If you get a chance to see any of these features, don’t pass it up! You won’t be sorry.

Join me tomorrow for Day Nine of Noirvember!

~ by shadowsandsatin on November 8, 2014.

6 Responses to “Day Eight of Noirvember: Top 10 Films Noirs of 1947”

  1. Love it! Hard to argue with any of your choices — although i still have yet to see any of the Tierney films. NIghtmare Alley, Out of the Past and Kiss of Death alone make this a pretty terrific year, and the others push it over the top. What would your second best year of noir be — 1946 (Notorious, the Big Sleep, the Stranger, the Postman Rings Twice, Gilda, The Blue Dahlia, The Killers, The Strange Love of Martha Ivers and the Dark Corner)…

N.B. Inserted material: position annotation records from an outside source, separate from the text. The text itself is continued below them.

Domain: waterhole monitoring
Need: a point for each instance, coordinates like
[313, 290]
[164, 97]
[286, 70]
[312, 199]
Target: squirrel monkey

    • Hi, Angel — 1946 sounds pretty darn good so far, especially with The Postman Always Rings Twice, Martha Ivers, and Gilda. The more I think about it, the more I want to look into this. Sounds like a project! Thanks so much for your comment — I hope you’ll be back!

  2. What a year! You’re doing a great job. Love your daily posts.

  3. Widmark was downright scary in that one– very convincing.